Besides re-defining for my client what it means to train, another reason I simplify zones is because I don’t believe in bottom-up physiology:
I don’t believe you can get faster or more efficient at higher levels of exertion (like at your anaerobic threshold) by training slow and easy all the time in the “aerobic range”. I believe, especially for the time-strapped athlete, your time is best spent with a brief dose of very difficult intervals on some days followed by adequate rest, interspersed at different times with long endurance days (if your preferred events require that).
If your goal is to race or even be more efficient in your local group ride, and you spend all your training time in the lower training zones of the aerobic range, you WILL get more efficient…..but only at that slow pace. If the pace picks up at a race or a climb steepens on a tour you’ll find yourself struggling to maintain and quickly running out of gas.
Training at these higher intensities is incredibly important, even if you don’t plan to race because of trickle-down physiology:
Training at higher intensities DOES make you more efficient at all the intensities below that.
This is especially useful for an athlete that has a lot of demands on their time. Those of us that work and have families don’t have time to put in 20 hours of base work in a week.

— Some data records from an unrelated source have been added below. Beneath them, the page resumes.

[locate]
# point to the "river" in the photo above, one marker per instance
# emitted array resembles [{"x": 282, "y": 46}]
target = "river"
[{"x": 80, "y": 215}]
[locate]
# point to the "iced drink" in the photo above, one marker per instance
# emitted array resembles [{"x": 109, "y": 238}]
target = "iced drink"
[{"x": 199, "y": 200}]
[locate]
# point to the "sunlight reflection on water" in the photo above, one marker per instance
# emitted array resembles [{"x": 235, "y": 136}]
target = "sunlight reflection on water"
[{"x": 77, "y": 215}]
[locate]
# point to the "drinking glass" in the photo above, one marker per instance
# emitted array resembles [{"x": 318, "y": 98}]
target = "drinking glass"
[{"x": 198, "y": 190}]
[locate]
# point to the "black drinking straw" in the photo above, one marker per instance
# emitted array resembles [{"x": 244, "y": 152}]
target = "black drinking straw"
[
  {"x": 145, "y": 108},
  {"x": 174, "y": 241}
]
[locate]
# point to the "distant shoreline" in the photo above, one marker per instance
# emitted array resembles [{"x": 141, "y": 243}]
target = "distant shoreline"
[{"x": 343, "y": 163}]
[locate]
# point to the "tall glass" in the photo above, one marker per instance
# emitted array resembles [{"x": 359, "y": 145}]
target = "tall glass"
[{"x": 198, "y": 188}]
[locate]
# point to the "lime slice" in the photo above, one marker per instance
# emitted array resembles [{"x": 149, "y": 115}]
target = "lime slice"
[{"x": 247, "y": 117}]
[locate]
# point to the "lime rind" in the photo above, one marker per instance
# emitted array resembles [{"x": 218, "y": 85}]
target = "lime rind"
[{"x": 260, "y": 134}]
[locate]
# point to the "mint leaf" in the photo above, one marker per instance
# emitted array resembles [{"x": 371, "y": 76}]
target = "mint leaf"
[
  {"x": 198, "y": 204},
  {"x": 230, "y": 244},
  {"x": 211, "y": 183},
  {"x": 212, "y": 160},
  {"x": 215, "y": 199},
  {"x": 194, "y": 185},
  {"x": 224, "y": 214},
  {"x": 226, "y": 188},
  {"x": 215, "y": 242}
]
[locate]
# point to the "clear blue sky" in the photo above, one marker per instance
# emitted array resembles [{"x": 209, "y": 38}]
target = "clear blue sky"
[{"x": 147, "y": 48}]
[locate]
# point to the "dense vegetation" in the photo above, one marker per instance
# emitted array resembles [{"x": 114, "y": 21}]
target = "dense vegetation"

I know personally, I need to get a lot of bang for my buck, so even if I’m training for a marathon, I rarely have time to run more than 35 or 40 miles in a week. I use a lot of shorter, faster workouts (especially on the track) in order to bridge the gap. In my experience a 75-minute workout with a couple healthy blocks of intervals is worth closer to 120 minutes of long slow distance.
So keep it simple…..train hard…..then rest hard….and repeat. Whether you’re riding in the local Tuesday-night ride or running an ultra-marathon, training for it doesn’t have to be incredibly difficult (but I’d always encourage you to seek help from a skilled coach).